Optionally, in step S9, the enterprise default probability predicted by the optimal enterprise credit evaluation model is converted into a standard credit score, and there are the following two methods:

s9a, calculating a feature score through a WOE value and a coefficient of a feature obtained by predicting an optimal enterprise credit evaluation model based on a WOE conversion method;

and S9b, predicting the obtained default probability of the enterprise based on the optimal enterprise credit evaluation model, and converting the standard score according to the default probability.
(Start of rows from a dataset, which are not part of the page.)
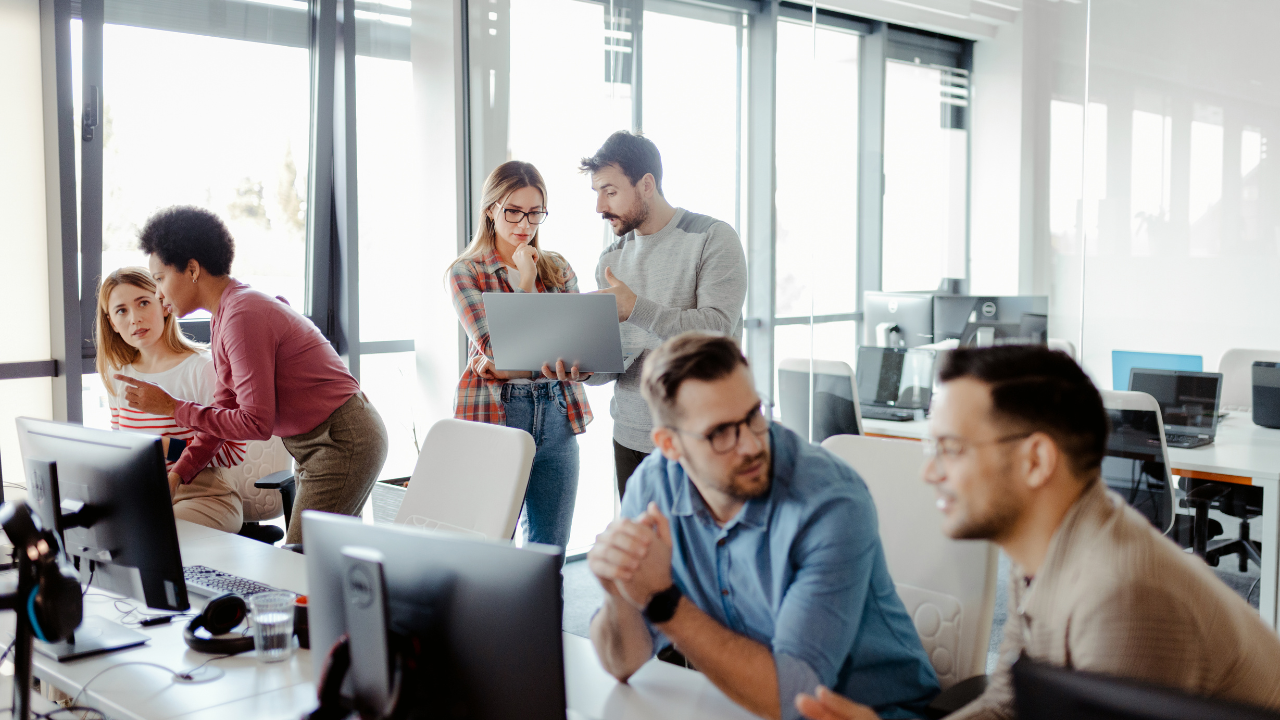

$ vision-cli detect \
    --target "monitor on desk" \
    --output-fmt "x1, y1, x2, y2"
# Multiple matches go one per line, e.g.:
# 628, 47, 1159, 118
302, 510, 566, 720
Compared with the prior art, the enterprise credit assessment method based on the integration of deep learning and logistic regression has the beneficial effects that:

1) the enterprise multi-source data fusion-based enterprise multi-dimensional credit assessment method is based on enterprise multi-source data fusion, data merging, data alignment, data fusion and other operations are carried out on multi-source data, an enterprise multi-dimensional credit assessment system is established on the basis of the multi-source data fusion, the enterprise credit assessment dimension is richer, the assessment index is more comprehensive, and the defect that a single data source covers the credit assessment dimension and is more comprehensive is overcome;

2) on one hand, the neural network based on deep learning can deeply excavate important features in multi-dimensional features, can automatically extract and derive the features to obtain more important information, overcomes the defects that the traditional high-dimensional data feature importance evaluation and feature extraction method is complex and non-automatic, is also suitable for parallel implementation of large-scale training samples, has higher operation efficiency, and expands the implementation path and implementation scene of enterprise credit evaluation based on the high-dimensional features and massive training samples;

3) the enterprise credit evaluation method can be used for scoring the credit of the enterprise and assisting the enterprise to finish financial credit, is particularly suitable for wind control prediction of large-data mass enterprises, and has a wide application prospect.

Drawings

FIG. 1 is a flow chart of the method of the present invention.

Detailed Description

In order to make the technical scheme, the technical problems to be solved and the technical effects of the present invention more clearly apparent, the following technical scheme of the present invention is clearly and completely described with reference to the specific embodiments.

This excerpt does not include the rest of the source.